É de conhecimento geral que a finalidade do processo de falência, reside no interesse coletivo, sendo o instituto de ordem pública, embora vise resolver em conjunto questões de interesses privados.

Indiscutivelmente, a especialidade do processo concursal falimentar são os interesses supremos da economia nacional que estão acima, inclusive, da realização da par conditio creditorum ou do saneamento do meio empresarial.

A mais de doze anos, o Brasil intentou ampla reforma na sua legislação falimentar, dotando o ordenamento jurídico pátrio de uma lei moderna e consentânea com a aspiração do crescimento econômico e redução das desigualdades sociais, através do fortalecimento das empresas, o estímulo ao empreendedorismo e a liberdade de iniciativa.
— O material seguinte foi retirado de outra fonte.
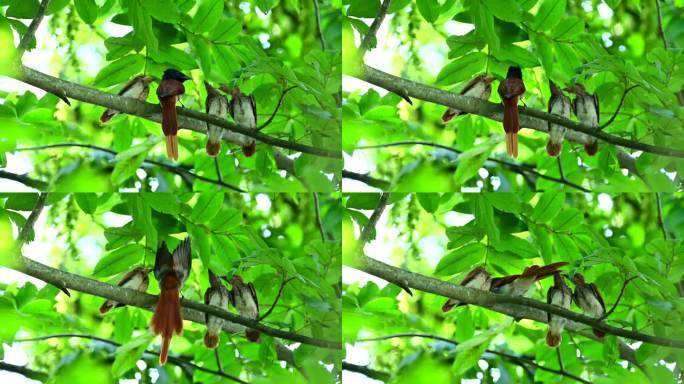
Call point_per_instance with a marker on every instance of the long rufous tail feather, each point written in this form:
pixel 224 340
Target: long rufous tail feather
pixel 167 318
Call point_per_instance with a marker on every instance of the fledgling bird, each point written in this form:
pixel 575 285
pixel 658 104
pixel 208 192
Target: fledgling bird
pixel 559 104
pixel 137 88
pixel 169 89
pixel 510 90
pixel 589 299
pixel 586 108
pixel 478 278
pixel 171 271
pixel 243 110
pixel 216 295
pixel 479 87
pixel 135 279
pixel 244 299
pixel 520 285
pixel 559 294
pixel 217 105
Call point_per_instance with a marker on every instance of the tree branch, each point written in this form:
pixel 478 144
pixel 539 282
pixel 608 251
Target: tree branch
pixel 661 30
pixel 318 24
pixel 179 170
pixel 518 168
pixel 516 306
pixel 22 370
pixel 317 211
pixel 173 360
pixel 516 359
pixel 373 29
pixel 192 310
pixel 33 183
pixel 187 118
pixel 364 178
pixel 530 118
pixel 368 372
pixel 31 31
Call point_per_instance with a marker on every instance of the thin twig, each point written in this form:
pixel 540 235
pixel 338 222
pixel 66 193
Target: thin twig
pixel 280 292
pixel 518 168
pixel 171 167
pixel 617 301
pixel 517 359
pixel 661 30
pixel 661 222
pixel 617 111
pixel 317 210
pixel 33 183
pixel 174 360
pixel 31 31
pixel 275 111
pixel 318 24
pixel 373 29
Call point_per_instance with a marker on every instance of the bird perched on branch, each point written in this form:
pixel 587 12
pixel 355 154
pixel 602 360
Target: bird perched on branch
pixel 169 89
pixel 559 104
pixel 589 299
pixel 478 278
pixel 244 299
pixel 135 279
pixel 243 110
pixel 216 295
pixel 170 270
pixel 586 109
pixel 510 90
pixel 520 285
pixel 559 294
pixel 137 88
pixel 479 87
pixel 216 105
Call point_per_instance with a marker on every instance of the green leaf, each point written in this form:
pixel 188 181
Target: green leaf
pixel 128 354
pixel 549 14
pixel 87 9
pixel 364 8
pixel 207 206
pixel 484 215
pixel 568 220
pixel 142 25
pixel 119 260
pixel 462 68
pixel 429 9
pixel 120 71
pixel 208 15
pixel 460 259
pixel 87 202
pixel 548 206
pixel 162 10
pixel 429 201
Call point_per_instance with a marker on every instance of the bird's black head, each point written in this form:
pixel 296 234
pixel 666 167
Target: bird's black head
pixel 173 74
pixel 514 73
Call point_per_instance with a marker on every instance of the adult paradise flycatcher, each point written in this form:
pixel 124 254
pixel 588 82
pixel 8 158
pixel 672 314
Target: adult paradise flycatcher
pixel 479 87
pixel 244 299
pixel 169 89
pixel 170 270
pixel 559 294
pixel 478 278
pixel 559 104
pixel 137 88
pixel 510 89
pixel 135 279
pixel 216 295
pixel 217 105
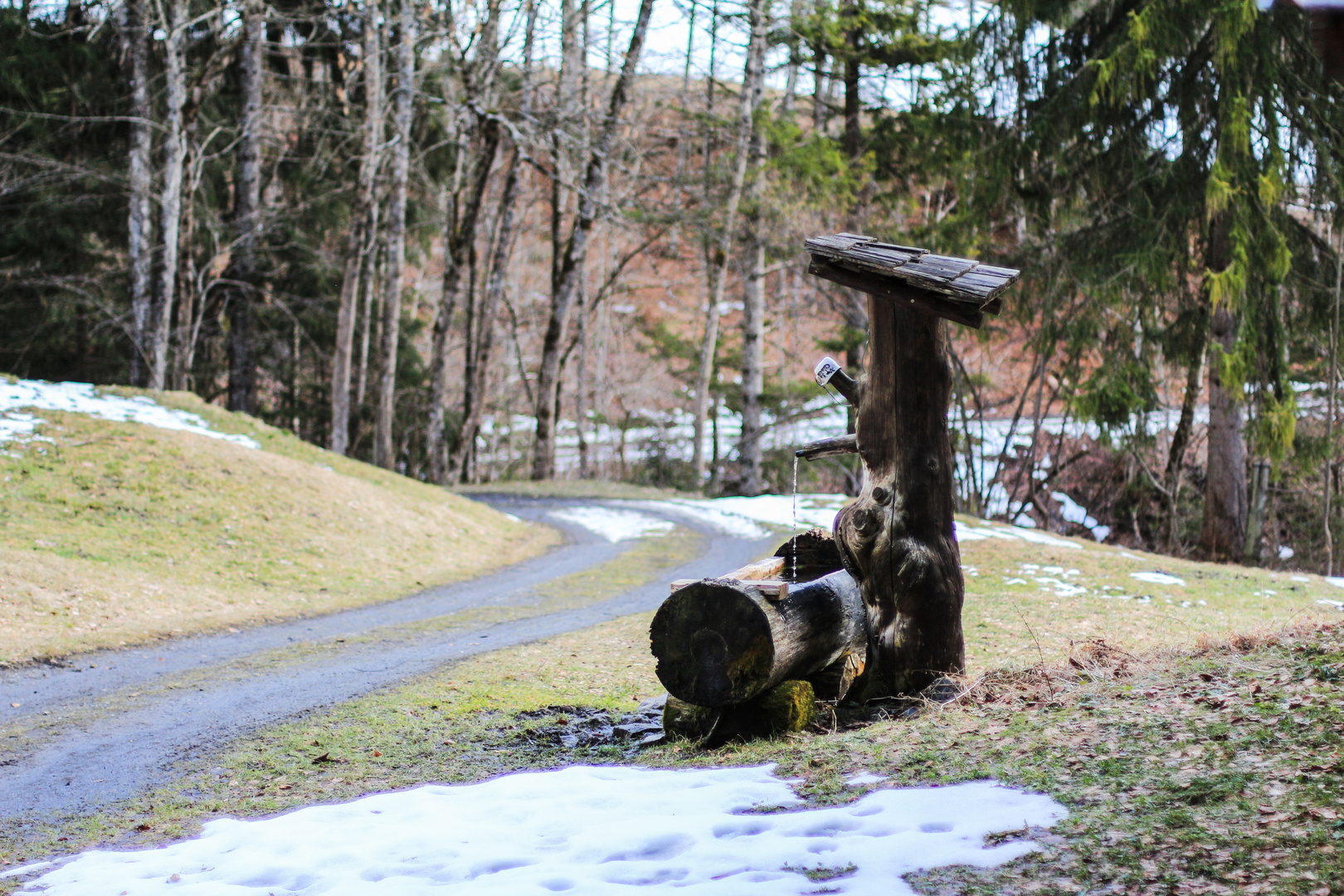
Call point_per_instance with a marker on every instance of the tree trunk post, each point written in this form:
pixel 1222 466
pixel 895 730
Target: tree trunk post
pixel 898 536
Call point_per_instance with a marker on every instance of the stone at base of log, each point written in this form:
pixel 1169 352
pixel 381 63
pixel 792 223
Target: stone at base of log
pixel 786 709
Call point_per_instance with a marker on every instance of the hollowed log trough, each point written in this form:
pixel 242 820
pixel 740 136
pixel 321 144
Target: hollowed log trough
pixel 739 645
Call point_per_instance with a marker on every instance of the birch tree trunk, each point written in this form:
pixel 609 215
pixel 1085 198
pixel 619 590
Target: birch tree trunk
pixel 566 282
pixel 711 310
pixel 474 388
pixel 385 455
pixel 753 288
pixel 242 275
pixel 460 243
pixel 140 243
pixel 169 203
pixel 719 262
pixel 360 227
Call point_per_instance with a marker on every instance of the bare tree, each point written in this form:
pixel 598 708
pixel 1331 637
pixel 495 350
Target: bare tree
pixel 383 451
pixel 360 227
pixel 479 355
pixel 134 35
pixel 565 285
pixel 753 285
pixel 460 232
pixel 719 261
pixel 169 201
pixel 242 270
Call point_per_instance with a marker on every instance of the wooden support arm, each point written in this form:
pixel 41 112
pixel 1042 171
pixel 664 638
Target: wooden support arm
pixel 830 448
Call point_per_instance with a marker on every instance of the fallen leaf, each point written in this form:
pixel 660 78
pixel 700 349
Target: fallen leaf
pixel 1273 820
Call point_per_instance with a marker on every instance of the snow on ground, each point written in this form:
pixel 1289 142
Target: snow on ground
pixel 592 830
pixel 613 525
pixel 743 518
pixel 1157 578
pixel 81 398
pixel 749 518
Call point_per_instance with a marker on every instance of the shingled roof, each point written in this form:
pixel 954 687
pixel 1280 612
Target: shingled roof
pixel 960 289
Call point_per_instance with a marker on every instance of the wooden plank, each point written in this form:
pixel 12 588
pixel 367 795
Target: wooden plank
pixel 894 289
pixel 962 280
pixel 879 260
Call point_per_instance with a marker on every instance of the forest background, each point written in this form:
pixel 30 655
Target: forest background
pixel 487 240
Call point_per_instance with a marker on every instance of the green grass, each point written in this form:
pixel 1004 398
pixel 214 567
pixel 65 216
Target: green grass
pixel 1011 620
pixel 1215 768
pixel 119 533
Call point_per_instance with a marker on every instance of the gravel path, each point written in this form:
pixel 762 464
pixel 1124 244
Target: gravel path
pixel 110 724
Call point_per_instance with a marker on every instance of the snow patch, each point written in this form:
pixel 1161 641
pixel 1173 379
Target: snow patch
pixel 1157 578
pixel 613 525
pixel 592 830
pixel 749 518
pixel 1074 512
pixel 81 398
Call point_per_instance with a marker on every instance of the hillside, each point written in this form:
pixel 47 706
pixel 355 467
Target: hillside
pixel 116 533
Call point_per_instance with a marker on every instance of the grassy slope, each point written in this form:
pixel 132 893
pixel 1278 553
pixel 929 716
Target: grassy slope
pixel 119 533
pixel 1015 620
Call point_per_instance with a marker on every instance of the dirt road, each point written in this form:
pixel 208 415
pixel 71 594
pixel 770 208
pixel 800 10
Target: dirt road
pixel 105 726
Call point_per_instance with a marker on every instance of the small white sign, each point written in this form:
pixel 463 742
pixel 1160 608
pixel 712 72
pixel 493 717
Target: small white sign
pixel 827 367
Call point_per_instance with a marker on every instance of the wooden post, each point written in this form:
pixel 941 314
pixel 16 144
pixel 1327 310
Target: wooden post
pixel 898 539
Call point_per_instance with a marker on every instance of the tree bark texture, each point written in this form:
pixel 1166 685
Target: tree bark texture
pixel 718 275
pixel 1225 486
pixel 897 539
pixel 360 223
pixel 140 240
pixel 242 275
pixel 576 253
pixel 385 455
pixel 721 642
pixel 169 203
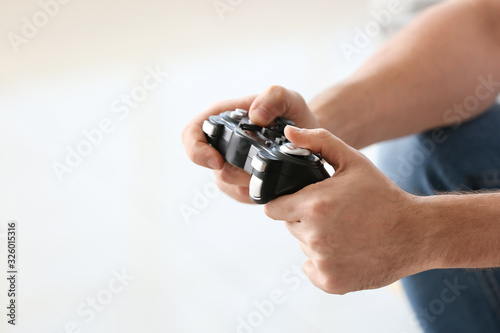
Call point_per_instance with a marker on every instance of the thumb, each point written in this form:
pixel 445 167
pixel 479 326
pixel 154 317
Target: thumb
pixel 335 151
pixel 277 101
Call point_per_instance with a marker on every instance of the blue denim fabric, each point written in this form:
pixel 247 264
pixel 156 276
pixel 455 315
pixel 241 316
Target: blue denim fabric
pixel 463 158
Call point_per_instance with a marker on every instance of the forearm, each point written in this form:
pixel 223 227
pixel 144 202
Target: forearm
pixel 409 85
pixel 461 231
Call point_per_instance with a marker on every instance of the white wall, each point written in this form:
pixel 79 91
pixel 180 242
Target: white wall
pixel 120 208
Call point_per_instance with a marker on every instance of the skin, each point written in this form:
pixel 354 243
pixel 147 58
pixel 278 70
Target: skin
pixel 367 234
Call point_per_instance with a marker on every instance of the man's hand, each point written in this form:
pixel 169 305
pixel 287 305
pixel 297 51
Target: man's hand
pixel 275 102
pixel 355 226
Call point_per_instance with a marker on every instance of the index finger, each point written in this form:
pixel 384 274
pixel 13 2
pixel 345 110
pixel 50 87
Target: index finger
pixel 194 140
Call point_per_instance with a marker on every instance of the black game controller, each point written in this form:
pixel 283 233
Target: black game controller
pixel 277 166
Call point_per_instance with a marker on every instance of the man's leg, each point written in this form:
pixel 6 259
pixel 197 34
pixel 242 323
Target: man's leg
pixel 466 158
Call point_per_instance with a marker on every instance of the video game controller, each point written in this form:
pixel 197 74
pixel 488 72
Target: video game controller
pixel 277 166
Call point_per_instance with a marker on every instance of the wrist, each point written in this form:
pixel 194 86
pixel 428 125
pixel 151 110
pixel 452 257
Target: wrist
pixel 420 234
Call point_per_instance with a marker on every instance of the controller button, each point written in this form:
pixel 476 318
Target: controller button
pixel 291 149
pixel 236 115
pixel 244 112
pixel 259 164
pixel 255 187
pixel 209 128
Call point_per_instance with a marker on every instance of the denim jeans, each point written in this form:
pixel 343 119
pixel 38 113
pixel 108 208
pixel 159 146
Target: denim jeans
pixel 460 158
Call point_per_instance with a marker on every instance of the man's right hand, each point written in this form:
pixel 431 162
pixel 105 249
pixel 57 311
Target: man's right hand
pixel 275 101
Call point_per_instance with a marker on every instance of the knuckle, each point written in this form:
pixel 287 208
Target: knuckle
pixel 268 210
pixel 330 285
pixel 278 92
pixel 322 133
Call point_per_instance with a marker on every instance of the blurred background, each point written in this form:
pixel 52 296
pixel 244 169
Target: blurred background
pixel 117 230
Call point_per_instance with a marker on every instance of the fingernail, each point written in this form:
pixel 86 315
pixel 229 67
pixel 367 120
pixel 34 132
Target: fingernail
pixel 261 115
pixel 294 128
pixel 213 164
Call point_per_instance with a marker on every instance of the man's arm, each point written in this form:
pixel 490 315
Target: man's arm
pixel 360 231
pixel 430 67
pixel 463 231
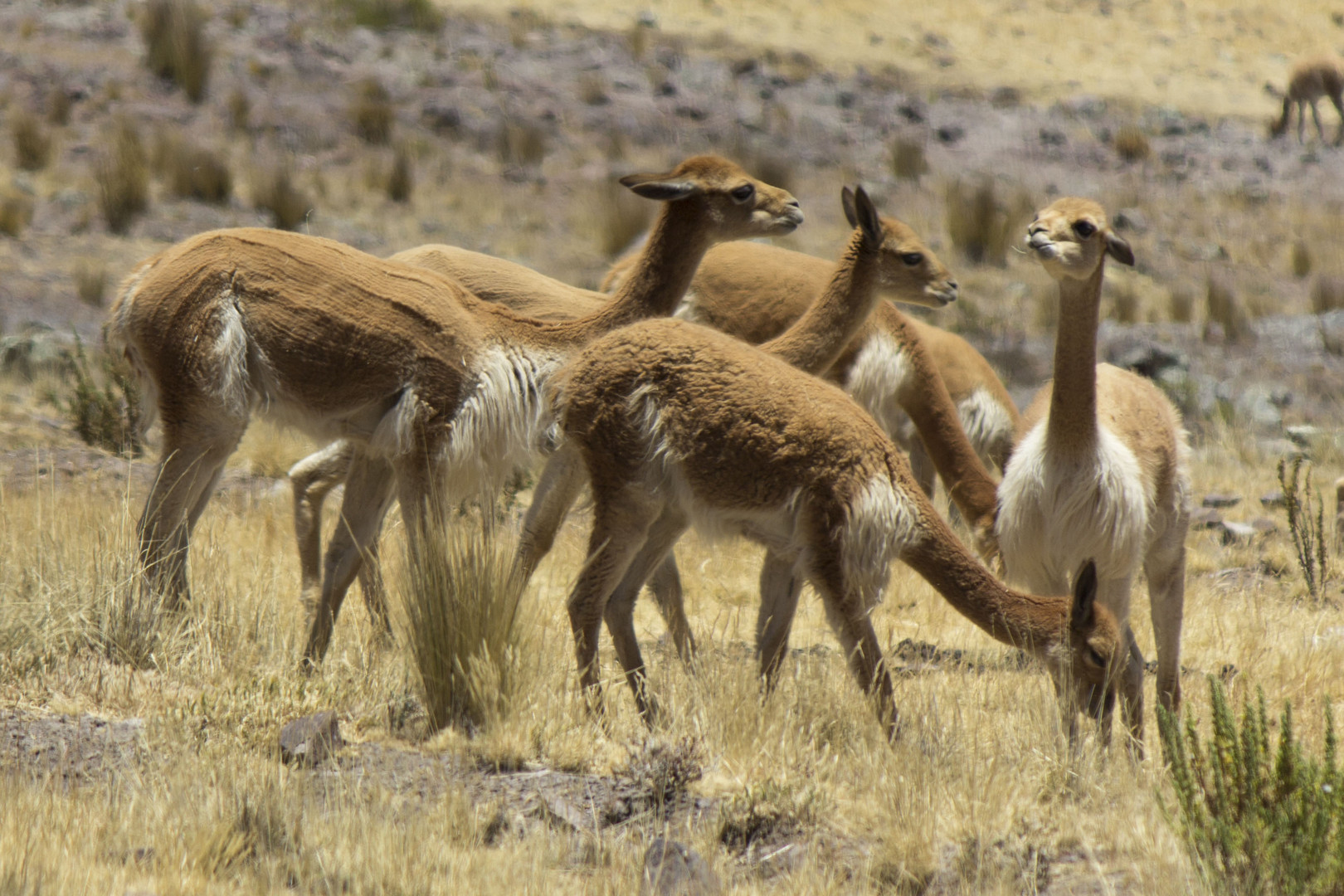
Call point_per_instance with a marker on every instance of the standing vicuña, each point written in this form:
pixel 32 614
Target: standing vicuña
pixel 1101 470
pixel 1308 82
pixel 435 387
pixel 679 423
Seguindo a tradição das revogadas leis falimentares no Brasil, a Lei nº 11.101, de 09 de fevereiro de 2005 permeia normas de direito material e processual. Portanto, as alterações introduzidas através das Leis nº 11.232/2005 e nº 11.382/2006 no Código de Processo Civil de 1973 e mantidas no Código de Processo Civil de 2015, repercutiram no processo de falência, notadamente ao que se refere a causa de pedir com fundamento no artigo 94, II, da Lei falimentar, que trata da presunção de insolvência do empresário, in verbis: “Será decretada a falência do devedor que: II – executado por qualquer quantia líquida, não paga, não deposita e não nomeia à penhora bens suficientes dentro do prazo legal.”

Tríplice omissão

O principal requisito para requerer a decretação da falência do devedor reside na caracterização da tríplice omissão, ou seja, o devedor, devidamente citado em execução ou intimado para cumprir a sentença, sem relevante razão de direito não paga, não deposita a importância devida e não nomeia bens à penhora dentro do prazo legal, restando caracterizada, assim, a sua insolvência.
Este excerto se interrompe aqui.